Le débat sur l'euthanasie rebondit de plus belle en France à la suite de l'arrestation d'un médecin urgentiste accusé d'avoir précipité par injection létale la mort d'au moins quatre personnes âgées.

Nicolas Bonnemaison, un praticien de 50 ans qui travaillait depuis plusieurs années dans un établissement de Bayonne, dans le sud de la France, a été mis en liberté vendredi après avoir pris connaissance des chefs d'accusation déposés à son encontre. Il ne peut exercer tant que les procédures suivront leur cours.

Le parquet lui reproche d'avoir «empoisonné par administration de substances» des personnes rendues «particulièrement vulnérables» par leur état de santé. Ses actions auraient été dénoncées par des collègues après la mort suspecte en août d'une femme de 93 ans qui devait être transférée vers un centre de soins palliatifs.

Lors de l'audience tenue la semaine dernière, le procureur adjoint au dossier a indiqué que le médecin avait évoqué des «raisons morales et de compassion» pour expliquer son action.

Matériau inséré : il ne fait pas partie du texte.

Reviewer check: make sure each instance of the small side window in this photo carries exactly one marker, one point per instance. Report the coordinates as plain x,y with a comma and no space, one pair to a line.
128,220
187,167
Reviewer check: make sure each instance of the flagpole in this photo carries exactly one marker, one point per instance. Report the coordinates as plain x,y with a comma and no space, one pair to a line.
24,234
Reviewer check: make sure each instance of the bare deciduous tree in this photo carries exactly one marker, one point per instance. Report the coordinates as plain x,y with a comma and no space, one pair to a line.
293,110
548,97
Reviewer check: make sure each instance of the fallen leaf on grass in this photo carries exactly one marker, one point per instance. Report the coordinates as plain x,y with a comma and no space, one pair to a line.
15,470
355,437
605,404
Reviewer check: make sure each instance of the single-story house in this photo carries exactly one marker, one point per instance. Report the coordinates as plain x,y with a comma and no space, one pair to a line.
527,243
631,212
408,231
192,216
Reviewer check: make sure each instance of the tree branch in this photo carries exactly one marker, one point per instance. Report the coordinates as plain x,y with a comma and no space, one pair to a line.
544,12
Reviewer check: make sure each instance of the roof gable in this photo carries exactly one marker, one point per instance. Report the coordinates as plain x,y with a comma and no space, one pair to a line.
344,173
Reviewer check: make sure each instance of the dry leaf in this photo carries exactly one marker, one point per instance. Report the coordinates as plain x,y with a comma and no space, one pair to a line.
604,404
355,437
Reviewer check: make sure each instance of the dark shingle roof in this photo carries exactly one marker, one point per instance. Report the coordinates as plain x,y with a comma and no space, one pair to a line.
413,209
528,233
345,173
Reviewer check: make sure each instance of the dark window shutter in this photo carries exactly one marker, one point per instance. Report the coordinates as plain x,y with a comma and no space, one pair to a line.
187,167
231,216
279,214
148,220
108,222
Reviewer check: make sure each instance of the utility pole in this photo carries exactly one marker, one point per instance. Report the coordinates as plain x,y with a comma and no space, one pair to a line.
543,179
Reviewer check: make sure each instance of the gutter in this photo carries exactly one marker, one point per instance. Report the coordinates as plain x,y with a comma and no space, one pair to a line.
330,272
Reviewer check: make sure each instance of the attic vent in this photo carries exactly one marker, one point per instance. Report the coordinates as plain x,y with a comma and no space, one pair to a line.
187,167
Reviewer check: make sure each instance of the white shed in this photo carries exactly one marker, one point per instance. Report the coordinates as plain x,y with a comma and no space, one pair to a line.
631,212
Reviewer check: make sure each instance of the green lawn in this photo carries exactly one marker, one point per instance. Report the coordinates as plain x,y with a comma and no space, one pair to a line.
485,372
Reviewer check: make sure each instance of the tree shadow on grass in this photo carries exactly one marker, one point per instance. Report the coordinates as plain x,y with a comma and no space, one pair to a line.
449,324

L'avocat du Dr Bonnemaison affirme que son client a voulu «abréger les souffrances de personnes qui allaient mourir dans les minutes suivantes». «Il ne regrette pas son geste et a préféré prendre le problème [de l'euthanasie] à bras-le-corps», a déclaré Arnaud Dupin.

Légalisation: pour et contre

Plus de 10 000 personnes ont signé en quelques jours une pétition pour manifester leur «soutien inconditionnel» à l'accusé. L'évêque de Bayonne, Marc Gillet, a, en revanche, décrié son action en relevant qu'un médecin «ne peut s'arroger le droit de supprimer un patient [...] au nom d'une compassion mal comprise».

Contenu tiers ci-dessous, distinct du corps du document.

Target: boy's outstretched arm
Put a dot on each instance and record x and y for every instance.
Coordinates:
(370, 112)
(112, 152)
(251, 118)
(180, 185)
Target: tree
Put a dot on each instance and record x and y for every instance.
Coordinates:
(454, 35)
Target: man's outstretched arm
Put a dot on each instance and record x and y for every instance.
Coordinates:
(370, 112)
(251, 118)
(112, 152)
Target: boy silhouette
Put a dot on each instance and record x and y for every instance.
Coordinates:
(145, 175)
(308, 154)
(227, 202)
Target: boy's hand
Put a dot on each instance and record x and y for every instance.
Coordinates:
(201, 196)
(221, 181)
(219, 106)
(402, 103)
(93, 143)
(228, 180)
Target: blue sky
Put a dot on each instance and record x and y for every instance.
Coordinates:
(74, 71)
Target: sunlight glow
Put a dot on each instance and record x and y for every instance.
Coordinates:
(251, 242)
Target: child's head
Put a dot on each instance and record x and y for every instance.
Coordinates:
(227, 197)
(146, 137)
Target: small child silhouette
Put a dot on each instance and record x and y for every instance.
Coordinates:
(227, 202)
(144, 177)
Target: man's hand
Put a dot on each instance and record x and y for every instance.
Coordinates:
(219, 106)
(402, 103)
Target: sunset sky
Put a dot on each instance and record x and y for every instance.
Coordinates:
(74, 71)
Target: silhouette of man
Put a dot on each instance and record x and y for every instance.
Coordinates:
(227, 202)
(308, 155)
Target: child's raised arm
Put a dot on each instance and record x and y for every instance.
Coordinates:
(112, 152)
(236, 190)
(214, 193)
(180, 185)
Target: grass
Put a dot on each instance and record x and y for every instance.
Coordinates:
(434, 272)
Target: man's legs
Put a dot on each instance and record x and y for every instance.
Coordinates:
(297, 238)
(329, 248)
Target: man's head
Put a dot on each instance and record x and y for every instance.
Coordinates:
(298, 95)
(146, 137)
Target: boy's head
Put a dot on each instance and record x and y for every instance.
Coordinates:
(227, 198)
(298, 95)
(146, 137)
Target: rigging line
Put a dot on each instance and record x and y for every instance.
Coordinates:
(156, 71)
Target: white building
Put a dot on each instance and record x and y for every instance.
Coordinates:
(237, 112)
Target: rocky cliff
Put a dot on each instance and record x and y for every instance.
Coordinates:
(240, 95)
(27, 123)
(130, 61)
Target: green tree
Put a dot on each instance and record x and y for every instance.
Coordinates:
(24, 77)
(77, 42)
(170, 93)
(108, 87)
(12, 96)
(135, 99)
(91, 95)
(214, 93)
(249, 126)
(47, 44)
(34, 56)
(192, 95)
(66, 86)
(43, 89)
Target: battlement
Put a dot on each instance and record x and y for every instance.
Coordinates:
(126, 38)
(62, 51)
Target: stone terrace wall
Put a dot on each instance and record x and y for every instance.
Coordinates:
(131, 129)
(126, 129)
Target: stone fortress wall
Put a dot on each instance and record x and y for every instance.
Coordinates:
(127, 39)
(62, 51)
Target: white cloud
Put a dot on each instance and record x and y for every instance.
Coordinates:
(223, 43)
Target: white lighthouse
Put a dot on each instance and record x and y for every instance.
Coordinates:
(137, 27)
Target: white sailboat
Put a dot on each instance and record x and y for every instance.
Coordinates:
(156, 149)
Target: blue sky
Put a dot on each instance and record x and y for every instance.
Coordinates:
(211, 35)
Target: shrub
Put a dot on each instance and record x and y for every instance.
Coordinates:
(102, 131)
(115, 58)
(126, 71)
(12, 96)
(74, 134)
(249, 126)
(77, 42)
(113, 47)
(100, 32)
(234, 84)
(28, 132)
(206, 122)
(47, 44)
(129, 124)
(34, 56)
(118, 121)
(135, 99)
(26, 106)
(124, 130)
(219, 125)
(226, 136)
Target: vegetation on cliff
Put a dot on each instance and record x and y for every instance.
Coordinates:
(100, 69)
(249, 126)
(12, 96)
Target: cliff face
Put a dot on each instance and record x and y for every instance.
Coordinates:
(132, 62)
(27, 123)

La loi en vigueur en France depuis 2005 décourage l'acharnement thérapeutique mais ne permet pas l'euthanasie active, c'est-à-dire que le personnel soignant ne peut pas agir volontairement dans le but de précipiter la mort du patient.

Le président de l'Association pour le droit de mourir dans la dignité (ADMD), Jean-Luc Romero, pense que l'affaire de Bayonne témoigne de la nécessité d'une loi légalisant l'euthanasie.

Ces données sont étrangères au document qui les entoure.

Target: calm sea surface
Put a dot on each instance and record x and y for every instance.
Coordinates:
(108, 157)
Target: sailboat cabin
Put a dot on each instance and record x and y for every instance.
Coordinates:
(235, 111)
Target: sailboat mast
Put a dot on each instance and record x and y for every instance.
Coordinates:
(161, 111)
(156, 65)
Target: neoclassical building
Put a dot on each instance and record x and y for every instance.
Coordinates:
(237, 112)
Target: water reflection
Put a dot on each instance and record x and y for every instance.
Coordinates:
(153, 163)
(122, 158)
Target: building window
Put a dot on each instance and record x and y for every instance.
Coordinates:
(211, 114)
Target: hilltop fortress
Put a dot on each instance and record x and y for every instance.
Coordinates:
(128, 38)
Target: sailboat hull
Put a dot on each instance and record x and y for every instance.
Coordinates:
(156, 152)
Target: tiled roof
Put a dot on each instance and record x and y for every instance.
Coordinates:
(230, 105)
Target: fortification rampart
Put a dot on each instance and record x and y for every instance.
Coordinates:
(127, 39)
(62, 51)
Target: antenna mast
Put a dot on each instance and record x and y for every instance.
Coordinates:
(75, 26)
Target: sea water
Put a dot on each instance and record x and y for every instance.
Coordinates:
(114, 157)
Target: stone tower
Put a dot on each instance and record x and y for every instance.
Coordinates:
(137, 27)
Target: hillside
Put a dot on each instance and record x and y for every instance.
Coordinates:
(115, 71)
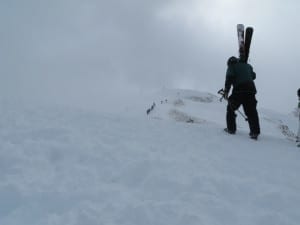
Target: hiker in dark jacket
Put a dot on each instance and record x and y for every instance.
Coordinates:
(241, 76)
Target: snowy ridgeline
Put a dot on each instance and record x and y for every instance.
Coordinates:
(62, 166)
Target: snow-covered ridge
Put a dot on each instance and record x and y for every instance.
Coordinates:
(65, 166)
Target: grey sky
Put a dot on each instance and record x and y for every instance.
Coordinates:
(72, 49)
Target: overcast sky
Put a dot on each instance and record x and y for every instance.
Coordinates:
(74, 50)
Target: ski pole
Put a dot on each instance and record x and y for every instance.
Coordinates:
(222, 92)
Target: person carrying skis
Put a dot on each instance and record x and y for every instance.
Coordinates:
(241, 76)
(298, 134)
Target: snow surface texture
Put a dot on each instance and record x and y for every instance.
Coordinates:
(174, 166)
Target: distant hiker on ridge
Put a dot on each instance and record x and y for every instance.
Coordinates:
(240, 75)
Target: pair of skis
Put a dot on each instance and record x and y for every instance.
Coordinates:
(244, 40)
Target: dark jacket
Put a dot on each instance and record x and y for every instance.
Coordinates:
(240, 75)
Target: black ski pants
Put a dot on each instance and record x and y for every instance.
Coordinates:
(249, 103)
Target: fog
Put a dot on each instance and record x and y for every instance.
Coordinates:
(104, 53)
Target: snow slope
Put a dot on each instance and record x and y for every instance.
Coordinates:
(174, 166)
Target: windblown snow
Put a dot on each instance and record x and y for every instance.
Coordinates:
(172, 166)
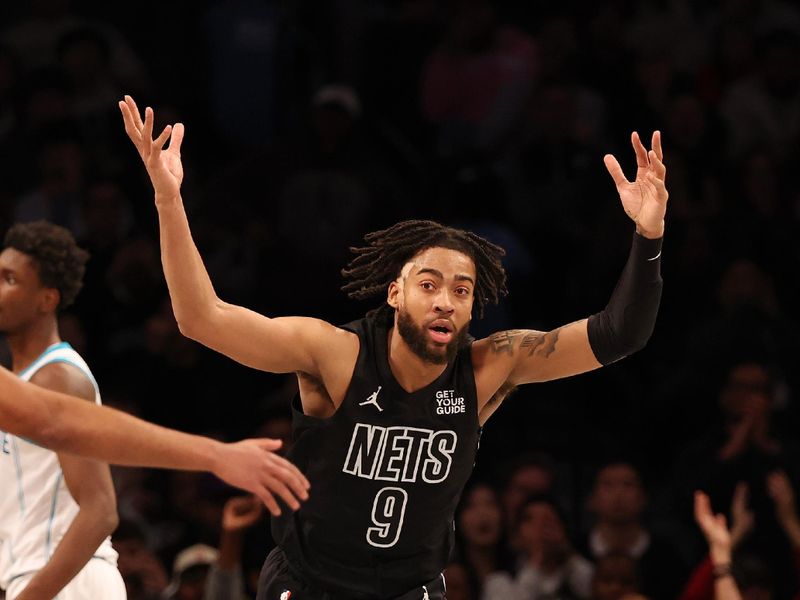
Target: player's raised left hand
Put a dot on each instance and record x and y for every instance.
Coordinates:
(645, 198)
(252, 465)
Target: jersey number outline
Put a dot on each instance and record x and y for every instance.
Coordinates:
(388, 513)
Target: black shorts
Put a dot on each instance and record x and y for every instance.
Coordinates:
(278, 582)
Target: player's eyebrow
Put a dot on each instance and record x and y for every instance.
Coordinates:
(437, 273)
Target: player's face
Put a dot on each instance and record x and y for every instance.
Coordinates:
(433, 297)
(22, 295)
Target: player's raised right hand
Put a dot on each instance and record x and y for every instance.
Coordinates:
(252, 465)
(163, 165)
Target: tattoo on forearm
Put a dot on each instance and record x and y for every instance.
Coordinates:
(542, 344)
(537, 342)
(503, 341)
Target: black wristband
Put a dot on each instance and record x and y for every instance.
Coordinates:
(627, 322)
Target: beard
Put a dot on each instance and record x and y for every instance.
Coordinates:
(416, 337)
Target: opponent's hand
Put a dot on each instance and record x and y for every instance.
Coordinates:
(644, 199)
(241, 512)
(252, 465)
(163, 166)
(714, 529)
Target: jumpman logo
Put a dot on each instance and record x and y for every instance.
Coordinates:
(372, 399)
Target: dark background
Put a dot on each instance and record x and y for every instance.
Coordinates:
(494, 117)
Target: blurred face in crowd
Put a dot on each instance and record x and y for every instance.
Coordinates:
(614, 577)
(746, 394)
(193, 583)
(541, 530)
(618, 496)
(457, 581)
(480, 520)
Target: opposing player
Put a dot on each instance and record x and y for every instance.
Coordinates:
(386, 424)
(67, 424)
(56, 526)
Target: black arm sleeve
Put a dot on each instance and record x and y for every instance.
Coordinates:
(627, 321)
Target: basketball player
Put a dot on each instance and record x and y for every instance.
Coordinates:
(64, 423)
(56, 525)
(387, 421)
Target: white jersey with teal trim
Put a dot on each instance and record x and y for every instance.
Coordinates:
(37, 508)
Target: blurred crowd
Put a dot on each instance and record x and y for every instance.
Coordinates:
(310, 123)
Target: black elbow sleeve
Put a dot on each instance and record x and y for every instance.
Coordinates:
(627, 321)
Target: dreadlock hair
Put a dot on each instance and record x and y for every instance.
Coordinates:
(57, 258)
(380, 262)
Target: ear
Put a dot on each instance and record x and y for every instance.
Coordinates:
(50, 299)
(395, 294)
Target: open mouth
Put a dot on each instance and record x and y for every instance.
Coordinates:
(441, 331)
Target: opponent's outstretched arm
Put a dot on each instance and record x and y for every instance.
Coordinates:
(279, 345)
(625, 325)
(66, 424)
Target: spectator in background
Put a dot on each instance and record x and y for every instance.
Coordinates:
(550, 569)
(745, 447)
(476, 84)
(618, 502)
(529, 475)
(616, 576)
(144, 575)
(481, 545)
(35, 38)
(58, 190)
(226, 579)
(190, 573)
(458, 576)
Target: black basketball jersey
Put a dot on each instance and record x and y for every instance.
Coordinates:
(386, 473)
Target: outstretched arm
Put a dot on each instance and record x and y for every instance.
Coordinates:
(510, 358)
(524, 356)
(66, 424)
(716, 532)
(280, 345)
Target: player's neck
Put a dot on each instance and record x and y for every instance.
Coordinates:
(411, 372)
(28, 344)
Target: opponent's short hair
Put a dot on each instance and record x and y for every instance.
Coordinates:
(58, 259)
(379, 263)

«Aujourd'hui, même s'il y a volonté du patient, le soignant risque la Cour d'assises, ce qui est scandaleux», affirme M. Romero, qui s'abstient de porter un jugement définitif sur le cas du Dr Bonnemaison en l'absence d'informations claires sur la volonté des patients concernés.

L'association entend tenir au cours des prochains mois plusieurs rencontres régionales sur le thème de l'euthanasie, qui se termineront à Paris par la tenue d'une réunion publique à laquelle seront conviés les candidats à l'élection présidentielle, qui doit avoir lieu l'année prochaine. Selon lui, la population est largement favorable à la légalisation de l'euthanasie, mais le gouvernement se fait tirer l'oreille.

Le Dr Jean Rottner, qui est chargé de la médecine d'urgence et des soins aux personnes au sein du parti de la majorité, pense que l'euthanasie active constitue une pratique «inacceptable» en France. Il n'a pas exclu cependant hier sur les ondes d'Europe 1 que des modifications puissent être apportées à la loi.

Un long débat

La question de l'euthanasie a fait couler beaucoup d'encre dans le pays depuis 10 ans. Le cas de Vincent Humbert, un tétraplégique mort d'une injection létale en 2003, avait suscité un vaste débat. Il a été relancé en 2008 par la démarche d'une enseignante de 53 ans souffrant d'une rare tumeur au visage qui avait saisi en vain les tribunaux pour obtenir le droit de recevoir une injection létale.

Un groupe de médecins et d'infirmières avait par ailleurs diffusé avant le premier tour de l'élection présidentielle de 2007 un long manifeste en faveur de l'euthanasie active.

L'instigateur du manifeste, Bernard Senet, un médecin retraité qui affirme avoir aidé des dizaines de patients à écourter leurs jours, pense qu'une révision de la loi s'impose plus que jamais.

Le personnel soignant est généralement acquis à la cause, selon lui. «En quatre ans, le corps médical a largement légalisé [l'euthanasie active] dans sa tête», a déclaré hier le praticien, qui milite au sein de l'ADMD.